KS Wisla rusek Ciekawie zapowiadające się starcie w Skoczowie przypominało bokserski pojedynek, aczkolwiek taki, w którym nie było zbyt wielu ciosów. Nie brakowało za to zażartej, sportowej konfrontacji i determinacji z obu stron. Optyczną przewagę posiadali piłkarze Beskidu, którzy na przestrzeni pierwszej połowy dwukrotnie mogli zaskoczyć Macieja Wnętrzaka. Marcin Jaworzyn chybił celu, zaś z piłką w idealnej sytuacji minął się Kamil Janik.

Częściowo te zaprzepaszczone szanse na gospodarzach zemściły się. Goście z Wisły wyczekiwali na słabość rywala, której... doczekali się. Skoczowianom się we znaki dały trudy spotkania toczonego w bardzo dobrych warunkach pogodowych. W 86. minucie Beskid wyprowadzał akcję, lecz przechwytem popisał się Mariusz Pilch. Pomocnik KS Wisła „uruchomił” Sebastiana Juroszka, a ten zadał cios, który miejscowych powalił na kolana. Konsekwencją gola dającego prowadzenie było podwyższenie rezultatu w 88. minucie. Dariusz Juroszek dośrodkował z rzutu wolnego, a dokładną główkę po tzw. długim rogu zanotował Mirosław Łacek, który na środku defensywy rozegrał świetny mecz do spółki z Mateuszem Tomalą.
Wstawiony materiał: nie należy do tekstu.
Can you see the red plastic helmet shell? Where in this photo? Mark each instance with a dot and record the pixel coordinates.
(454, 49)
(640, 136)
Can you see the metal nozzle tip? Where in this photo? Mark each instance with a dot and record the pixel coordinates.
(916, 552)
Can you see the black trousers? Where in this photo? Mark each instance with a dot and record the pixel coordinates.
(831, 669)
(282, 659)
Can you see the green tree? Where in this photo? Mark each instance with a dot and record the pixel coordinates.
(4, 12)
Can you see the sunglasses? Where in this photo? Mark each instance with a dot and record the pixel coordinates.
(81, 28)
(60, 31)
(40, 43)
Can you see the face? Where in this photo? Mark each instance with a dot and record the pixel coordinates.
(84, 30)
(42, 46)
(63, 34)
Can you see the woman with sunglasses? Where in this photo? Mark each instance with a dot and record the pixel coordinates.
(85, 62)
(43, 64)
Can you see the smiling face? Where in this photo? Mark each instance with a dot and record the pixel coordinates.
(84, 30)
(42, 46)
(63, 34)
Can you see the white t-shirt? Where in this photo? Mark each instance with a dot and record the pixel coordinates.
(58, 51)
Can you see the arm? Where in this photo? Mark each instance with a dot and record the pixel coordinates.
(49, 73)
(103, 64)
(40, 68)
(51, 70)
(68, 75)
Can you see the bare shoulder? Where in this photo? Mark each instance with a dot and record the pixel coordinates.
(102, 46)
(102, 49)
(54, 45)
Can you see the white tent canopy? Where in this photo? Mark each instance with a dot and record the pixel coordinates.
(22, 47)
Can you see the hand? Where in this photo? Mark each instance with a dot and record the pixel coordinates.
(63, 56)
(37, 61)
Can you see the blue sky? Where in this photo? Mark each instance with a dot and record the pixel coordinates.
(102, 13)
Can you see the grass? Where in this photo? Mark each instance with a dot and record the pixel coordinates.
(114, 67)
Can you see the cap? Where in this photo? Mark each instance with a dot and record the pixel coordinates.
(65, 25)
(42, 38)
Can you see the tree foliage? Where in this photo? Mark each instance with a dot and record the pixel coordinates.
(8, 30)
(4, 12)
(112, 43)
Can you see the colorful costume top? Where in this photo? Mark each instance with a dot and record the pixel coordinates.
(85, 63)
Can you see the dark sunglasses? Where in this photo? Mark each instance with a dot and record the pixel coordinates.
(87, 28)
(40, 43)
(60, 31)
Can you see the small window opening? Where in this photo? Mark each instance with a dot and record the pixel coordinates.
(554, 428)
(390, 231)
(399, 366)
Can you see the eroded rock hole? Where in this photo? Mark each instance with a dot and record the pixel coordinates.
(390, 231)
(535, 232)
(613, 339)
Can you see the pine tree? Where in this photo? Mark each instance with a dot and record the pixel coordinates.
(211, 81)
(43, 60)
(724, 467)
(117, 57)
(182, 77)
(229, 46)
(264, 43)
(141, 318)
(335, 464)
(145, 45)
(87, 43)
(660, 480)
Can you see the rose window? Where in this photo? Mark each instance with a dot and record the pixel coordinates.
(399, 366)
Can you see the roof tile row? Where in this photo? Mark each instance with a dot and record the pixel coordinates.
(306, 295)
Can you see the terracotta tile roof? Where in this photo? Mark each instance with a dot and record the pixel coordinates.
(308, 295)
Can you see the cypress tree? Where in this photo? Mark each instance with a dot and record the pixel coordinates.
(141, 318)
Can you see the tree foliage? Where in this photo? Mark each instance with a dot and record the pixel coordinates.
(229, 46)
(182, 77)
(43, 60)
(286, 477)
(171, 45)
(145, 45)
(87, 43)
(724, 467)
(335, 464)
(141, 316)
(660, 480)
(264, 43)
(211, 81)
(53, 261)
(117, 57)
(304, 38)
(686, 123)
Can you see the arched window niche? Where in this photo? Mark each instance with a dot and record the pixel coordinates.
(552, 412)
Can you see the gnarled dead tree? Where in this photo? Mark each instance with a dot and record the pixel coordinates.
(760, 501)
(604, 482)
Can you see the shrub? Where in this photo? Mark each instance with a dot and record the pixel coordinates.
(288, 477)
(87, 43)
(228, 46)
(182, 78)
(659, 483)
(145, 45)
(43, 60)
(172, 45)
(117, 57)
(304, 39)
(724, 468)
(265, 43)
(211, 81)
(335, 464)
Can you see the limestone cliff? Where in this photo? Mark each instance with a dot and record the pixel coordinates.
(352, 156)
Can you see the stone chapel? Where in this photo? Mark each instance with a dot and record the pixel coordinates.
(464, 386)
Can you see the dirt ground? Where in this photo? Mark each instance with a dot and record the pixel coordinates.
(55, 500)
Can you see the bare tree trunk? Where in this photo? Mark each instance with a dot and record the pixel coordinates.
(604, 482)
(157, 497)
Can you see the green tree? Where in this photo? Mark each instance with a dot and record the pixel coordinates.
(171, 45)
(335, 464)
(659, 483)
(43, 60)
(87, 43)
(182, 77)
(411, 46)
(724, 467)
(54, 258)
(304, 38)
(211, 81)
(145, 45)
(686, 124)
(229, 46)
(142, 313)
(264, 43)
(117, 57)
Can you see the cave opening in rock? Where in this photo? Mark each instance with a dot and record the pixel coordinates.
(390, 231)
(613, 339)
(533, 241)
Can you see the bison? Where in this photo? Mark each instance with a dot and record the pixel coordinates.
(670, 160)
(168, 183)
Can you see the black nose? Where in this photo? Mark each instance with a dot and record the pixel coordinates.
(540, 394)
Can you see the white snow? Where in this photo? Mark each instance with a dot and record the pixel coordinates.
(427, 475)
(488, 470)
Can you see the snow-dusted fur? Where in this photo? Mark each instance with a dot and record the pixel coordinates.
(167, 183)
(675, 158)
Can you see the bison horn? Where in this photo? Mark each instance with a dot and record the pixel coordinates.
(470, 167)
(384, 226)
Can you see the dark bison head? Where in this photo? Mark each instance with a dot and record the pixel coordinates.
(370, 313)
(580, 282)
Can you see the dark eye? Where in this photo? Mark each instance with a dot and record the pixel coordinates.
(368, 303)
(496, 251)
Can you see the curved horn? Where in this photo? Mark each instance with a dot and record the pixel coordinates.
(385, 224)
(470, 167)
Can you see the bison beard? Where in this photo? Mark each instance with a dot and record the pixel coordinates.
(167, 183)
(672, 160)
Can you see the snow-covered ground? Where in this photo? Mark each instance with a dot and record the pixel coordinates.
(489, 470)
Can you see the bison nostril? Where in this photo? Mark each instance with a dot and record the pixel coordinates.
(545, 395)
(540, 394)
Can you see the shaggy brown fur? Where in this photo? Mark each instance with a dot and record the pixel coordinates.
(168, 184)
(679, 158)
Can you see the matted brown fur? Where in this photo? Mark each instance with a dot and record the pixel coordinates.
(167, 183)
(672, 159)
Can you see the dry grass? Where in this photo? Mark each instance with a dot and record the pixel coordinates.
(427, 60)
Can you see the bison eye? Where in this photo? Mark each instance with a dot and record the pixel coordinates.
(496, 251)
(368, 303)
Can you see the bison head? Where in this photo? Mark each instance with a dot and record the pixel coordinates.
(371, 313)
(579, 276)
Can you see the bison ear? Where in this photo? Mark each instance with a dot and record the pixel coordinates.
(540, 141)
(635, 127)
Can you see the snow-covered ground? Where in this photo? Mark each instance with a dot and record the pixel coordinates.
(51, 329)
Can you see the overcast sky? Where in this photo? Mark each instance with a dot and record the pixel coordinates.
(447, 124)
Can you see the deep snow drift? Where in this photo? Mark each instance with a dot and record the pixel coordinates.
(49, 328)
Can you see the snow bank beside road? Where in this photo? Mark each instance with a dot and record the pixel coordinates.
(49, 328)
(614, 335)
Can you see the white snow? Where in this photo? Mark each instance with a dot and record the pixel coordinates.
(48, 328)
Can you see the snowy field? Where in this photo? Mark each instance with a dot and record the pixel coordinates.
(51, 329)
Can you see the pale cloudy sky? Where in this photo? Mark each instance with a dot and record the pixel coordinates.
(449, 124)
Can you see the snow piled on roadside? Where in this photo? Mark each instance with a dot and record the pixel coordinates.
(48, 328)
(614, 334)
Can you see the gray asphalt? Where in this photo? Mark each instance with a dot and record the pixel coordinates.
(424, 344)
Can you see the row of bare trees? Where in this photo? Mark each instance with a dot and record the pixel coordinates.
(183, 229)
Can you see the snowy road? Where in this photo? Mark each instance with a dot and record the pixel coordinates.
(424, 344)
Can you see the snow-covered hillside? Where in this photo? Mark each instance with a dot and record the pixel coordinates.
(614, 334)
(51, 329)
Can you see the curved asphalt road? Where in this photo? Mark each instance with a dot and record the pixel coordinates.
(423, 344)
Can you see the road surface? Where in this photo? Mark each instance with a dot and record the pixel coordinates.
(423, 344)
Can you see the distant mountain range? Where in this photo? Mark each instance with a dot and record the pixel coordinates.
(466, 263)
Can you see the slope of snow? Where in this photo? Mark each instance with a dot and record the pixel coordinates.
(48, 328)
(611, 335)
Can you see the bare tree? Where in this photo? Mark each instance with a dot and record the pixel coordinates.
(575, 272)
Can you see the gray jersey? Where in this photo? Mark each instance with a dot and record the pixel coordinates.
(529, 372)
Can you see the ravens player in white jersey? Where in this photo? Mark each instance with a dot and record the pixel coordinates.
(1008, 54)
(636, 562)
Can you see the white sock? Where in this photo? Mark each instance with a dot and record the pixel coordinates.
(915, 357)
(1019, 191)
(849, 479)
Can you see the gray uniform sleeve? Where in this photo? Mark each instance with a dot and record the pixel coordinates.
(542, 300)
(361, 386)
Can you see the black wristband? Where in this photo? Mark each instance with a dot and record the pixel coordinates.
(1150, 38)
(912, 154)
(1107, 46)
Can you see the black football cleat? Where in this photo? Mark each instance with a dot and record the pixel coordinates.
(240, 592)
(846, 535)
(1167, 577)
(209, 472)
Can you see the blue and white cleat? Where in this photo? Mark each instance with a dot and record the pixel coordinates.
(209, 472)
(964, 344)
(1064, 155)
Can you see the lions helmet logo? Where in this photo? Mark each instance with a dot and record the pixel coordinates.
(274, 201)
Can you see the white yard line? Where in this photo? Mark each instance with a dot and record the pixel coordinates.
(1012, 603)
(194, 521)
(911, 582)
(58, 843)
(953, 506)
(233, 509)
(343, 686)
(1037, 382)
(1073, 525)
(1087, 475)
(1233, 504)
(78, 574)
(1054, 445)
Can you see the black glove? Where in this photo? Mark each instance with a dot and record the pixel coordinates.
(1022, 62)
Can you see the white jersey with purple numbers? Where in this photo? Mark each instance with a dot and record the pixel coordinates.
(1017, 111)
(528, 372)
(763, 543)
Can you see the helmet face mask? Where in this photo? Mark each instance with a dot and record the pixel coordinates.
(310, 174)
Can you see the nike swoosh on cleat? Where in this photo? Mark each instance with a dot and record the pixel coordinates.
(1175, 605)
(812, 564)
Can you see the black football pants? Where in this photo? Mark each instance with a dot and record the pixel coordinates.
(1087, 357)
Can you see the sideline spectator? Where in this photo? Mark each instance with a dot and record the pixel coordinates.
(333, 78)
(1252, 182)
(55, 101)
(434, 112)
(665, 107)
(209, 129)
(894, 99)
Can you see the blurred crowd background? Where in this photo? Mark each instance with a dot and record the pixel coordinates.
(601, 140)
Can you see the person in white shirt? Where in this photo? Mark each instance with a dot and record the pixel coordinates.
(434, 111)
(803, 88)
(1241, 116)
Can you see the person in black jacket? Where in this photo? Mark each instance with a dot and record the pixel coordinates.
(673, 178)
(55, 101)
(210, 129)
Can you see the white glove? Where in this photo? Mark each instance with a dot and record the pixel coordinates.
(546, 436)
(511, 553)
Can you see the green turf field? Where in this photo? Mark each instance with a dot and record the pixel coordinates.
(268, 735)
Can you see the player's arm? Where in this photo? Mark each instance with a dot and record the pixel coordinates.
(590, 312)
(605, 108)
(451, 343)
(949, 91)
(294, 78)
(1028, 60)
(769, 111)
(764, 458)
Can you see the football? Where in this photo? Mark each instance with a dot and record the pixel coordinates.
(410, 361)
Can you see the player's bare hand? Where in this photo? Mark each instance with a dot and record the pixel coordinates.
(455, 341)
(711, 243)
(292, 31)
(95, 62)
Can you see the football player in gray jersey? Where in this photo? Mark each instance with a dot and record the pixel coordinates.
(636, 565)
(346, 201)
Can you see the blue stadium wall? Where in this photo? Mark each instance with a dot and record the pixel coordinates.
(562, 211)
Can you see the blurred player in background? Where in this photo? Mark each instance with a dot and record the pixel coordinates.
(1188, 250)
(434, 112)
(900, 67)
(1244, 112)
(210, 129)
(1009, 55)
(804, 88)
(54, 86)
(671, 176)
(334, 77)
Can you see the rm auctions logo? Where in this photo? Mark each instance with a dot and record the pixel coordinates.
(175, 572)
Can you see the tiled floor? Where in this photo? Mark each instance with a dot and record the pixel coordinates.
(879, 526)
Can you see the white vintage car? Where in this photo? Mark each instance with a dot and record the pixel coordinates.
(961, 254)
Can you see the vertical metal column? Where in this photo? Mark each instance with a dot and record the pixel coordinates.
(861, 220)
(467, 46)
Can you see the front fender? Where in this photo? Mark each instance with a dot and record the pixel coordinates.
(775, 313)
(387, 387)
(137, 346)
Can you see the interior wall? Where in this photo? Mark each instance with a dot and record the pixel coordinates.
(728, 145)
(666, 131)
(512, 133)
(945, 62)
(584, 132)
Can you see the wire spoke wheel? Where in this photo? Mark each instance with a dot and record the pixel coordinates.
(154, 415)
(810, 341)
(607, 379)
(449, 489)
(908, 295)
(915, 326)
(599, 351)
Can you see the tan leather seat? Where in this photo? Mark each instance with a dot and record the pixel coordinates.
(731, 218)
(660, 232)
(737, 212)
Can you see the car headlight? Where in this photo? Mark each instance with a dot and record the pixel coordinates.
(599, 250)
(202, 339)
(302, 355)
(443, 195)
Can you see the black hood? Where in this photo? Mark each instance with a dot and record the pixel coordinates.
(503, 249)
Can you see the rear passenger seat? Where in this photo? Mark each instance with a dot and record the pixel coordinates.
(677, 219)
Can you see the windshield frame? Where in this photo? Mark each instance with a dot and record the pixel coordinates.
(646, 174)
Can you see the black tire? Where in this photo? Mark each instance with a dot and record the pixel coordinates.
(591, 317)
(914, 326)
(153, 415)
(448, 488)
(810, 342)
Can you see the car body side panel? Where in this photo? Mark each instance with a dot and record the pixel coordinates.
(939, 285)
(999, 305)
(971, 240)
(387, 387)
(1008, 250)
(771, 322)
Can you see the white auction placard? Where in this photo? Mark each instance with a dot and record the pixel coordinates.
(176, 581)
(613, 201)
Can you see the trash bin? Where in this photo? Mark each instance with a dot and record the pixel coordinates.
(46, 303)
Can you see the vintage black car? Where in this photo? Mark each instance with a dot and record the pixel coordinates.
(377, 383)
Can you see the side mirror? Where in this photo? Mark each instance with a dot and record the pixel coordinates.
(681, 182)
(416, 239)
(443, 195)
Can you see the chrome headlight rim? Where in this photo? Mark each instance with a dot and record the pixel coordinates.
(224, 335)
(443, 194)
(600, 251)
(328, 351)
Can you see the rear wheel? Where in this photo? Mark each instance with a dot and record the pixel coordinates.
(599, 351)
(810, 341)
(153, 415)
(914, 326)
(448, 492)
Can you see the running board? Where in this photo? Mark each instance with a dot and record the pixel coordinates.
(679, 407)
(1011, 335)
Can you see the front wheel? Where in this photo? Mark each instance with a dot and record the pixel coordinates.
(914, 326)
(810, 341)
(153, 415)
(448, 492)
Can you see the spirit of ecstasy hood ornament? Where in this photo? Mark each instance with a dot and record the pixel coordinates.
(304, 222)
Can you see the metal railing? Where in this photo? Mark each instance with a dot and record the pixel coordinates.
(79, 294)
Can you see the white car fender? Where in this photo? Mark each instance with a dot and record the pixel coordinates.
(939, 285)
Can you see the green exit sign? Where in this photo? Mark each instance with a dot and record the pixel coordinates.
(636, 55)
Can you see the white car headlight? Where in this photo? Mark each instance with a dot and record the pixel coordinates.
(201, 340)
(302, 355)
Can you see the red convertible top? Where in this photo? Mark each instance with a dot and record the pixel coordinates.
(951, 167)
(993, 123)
– Robimy swoje i staramy się nie zaprzątać sobie głowy tym, czy jeszcze mamy szanse awansu i wyprzedzenia obecnego lidera – skwitował zadowolony trener wiślan, Tomasz Wuwer, który w sobotę obchodził 32. urodziny. Prezent jego podopieczni sprawili mu najlepszy z możliwych.

Beskid Skoczów – KS Wisła w Wiśle 0:2 (0:0) 0:1 S.Juroszek (86') 0:2 Łacek (88')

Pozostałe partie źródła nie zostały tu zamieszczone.